N. Is your Odysseus an old soldier, „so sad and overwhelmed with terrible feelings” like in Umberto Saba’s poem, or a forever-wanderer in the seas of imagination?T. C. We don’t have just one Odysseus, but only one Penelope. The principle on which Homer made his poem was the principle of the “fixed” and the “flowing”. So there’s that which moves, and that which is still. There are certain moments in Homer, like the moment in the “Iliad” when Hector looks down on his little child, and the child is frightened by Hector’s helmet, and he and his wife laugh – you read such a moment, and immediately 3000 years disappear.
N. What can you tell us about what in Great Britain is called „in-your-face-theatre”? What about the post-traumatic theatre that only now, after a few stagings of Sarah Kane’s plays, finds a place in Romania? Are you interested in something like that?T. C. I’m not uninterested in it, but the plays of Howard Barker are more the kind of “in-your-face-theatre” that I am interested in, because they are very difficult to watch, so cruel and violent, but they are also incredibly beautiful and poetic. And the difference between Barker and Sarah Kane for me – and it’s only my taste – is that the way Barker does “in-your-face-theatre”, at the end of all the horror, I come out of the theatre and, for reasons I don’t understand, I really want to live, whereas when I come out of Sarah Kane theatre, I don’t have that feeling.

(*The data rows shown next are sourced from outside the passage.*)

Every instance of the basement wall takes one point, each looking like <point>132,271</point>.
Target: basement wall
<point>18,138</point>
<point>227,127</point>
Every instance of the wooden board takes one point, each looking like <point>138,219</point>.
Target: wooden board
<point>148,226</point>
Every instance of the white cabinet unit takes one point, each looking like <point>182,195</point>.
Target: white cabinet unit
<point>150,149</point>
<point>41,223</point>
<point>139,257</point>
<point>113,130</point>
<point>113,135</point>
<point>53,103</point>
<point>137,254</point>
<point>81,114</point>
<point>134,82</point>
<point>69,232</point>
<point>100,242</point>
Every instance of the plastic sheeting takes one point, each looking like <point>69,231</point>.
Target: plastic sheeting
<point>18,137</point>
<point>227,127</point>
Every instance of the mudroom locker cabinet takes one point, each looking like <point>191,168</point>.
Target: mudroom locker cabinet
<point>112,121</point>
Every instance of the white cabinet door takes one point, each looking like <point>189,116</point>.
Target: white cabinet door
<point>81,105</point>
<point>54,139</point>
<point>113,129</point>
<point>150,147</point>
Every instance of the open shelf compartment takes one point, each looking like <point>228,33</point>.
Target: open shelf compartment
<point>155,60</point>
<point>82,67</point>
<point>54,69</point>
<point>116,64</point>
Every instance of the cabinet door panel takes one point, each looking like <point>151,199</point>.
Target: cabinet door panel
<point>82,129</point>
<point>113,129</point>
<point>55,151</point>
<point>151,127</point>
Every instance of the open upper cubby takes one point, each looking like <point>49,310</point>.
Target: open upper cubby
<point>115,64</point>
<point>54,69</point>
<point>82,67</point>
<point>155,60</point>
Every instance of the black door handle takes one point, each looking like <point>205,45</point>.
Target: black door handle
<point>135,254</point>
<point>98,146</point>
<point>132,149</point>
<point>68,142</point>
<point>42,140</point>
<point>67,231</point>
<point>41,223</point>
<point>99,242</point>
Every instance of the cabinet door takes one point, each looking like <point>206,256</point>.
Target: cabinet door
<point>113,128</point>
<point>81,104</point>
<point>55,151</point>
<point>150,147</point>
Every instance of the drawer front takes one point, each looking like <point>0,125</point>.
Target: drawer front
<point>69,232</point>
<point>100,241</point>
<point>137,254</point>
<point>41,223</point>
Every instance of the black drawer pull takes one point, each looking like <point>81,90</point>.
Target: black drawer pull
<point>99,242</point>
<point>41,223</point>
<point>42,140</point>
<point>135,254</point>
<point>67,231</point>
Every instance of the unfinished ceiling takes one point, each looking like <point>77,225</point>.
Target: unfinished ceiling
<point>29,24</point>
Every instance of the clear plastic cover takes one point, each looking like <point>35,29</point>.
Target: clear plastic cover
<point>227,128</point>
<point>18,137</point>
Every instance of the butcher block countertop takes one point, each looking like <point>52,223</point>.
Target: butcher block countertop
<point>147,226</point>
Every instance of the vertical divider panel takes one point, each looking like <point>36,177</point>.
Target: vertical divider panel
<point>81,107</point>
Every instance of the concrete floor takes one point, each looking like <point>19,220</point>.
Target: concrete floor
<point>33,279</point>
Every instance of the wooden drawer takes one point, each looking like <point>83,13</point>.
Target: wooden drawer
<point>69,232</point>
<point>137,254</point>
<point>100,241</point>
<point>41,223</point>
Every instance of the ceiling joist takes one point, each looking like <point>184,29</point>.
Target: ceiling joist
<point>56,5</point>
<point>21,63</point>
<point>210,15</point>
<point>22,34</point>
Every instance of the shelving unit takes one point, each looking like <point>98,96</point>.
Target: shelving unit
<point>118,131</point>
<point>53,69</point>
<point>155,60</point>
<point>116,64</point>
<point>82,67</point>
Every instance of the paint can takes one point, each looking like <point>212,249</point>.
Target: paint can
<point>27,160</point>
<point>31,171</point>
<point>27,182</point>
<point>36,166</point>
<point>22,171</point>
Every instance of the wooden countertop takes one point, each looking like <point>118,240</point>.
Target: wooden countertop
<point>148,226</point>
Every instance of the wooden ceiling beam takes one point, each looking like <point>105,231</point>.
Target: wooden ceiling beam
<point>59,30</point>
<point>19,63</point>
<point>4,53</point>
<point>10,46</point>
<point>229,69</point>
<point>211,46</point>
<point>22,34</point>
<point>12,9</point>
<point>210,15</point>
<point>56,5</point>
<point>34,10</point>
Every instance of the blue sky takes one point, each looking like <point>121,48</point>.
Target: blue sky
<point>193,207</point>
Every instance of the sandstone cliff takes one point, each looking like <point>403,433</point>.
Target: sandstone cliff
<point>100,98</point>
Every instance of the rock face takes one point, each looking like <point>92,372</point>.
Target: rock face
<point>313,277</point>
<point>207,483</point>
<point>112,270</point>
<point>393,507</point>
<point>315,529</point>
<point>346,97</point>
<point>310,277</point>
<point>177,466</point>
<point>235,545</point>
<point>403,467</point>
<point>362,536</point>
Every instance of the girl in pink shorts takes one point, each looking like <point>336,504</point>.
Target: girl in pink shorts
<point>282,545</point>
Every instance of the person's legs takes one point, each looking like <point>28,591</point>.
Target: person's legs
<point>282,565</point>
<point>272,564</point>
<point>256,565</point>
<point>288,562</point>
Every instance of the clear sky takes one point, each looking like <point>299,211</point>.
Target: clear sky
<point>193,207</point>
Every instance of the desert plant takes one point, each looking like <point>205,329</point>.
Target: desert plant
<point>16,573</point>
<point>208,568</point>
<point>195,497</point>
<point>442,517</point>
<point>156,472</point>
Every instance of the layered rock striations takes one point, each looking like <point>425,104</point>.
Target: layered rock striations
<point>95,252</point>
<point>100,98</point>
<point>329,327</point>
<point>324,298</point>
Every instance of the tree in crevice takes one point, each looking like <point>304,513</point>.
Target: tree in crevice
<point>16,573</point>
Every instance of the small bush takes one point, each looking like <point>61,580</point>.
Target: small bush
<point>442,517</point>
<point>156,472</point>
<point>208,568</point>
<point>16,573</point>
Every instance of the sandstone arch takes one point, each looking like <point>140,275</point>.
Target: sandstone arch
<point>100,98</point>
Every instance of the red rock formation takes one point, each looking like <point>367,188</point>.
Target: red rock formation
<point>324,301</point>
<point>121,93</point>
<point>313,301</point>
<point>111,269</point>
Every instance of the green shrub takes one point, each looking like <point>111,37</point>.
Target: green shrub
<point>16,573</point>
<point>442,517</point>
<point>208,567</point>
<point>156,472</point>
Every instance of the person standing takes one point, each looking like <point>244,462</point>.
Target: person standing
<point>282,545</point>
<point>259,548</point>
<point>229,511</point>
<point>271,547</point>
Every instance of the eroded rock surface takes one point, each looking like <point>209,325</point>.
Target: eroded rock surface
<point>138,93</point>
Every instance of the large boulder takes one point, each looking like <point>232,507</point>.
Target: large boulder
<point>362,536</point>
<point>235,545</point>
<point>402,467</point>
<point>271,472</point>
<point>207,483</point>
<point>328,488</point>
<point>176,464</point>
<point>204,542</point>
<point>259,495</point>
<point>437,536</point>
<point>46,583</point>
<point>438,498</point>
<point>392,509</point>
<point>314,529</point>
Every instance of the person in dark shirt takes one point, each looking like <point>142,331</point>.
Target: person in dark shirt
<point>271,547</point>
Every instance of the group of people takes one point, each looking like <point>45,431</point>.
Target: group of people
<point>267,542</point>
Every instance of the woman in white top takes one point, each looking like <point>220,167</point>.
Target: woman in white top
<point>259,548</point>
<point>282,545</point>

N. Do you think it’s a nihilistic theatre?T. C. I don’t know, to be honest I think that Sarah Kane’s theatre is unformed. She might have become a great writer, but for me she’s very much an immature artist.
L. Tell us about your company, “The Factory”.T. C. I am almost the oldest guy there, and the guys that run “The Factory” are both 28, and I’m 43, so they call me “dad”. The company is very young, and it is working on the principle of being as free as possible, free from conventional theatre spaces, free from conventional theatre processes, and free from theatre economics.
N. What about your experience here in Craiova? What are your expectations for this project?T. C. For me, the exciting thing is to do work where I really don’t know what will happen. If I do a production of a SXPR comedy for the RSC, I know - within a very small band of variation - how the audience will respond. With something like my project here, I don’t know what it is, and I don’t know what will happen. What I’m interested in is to see how its audience will respond to the challenge.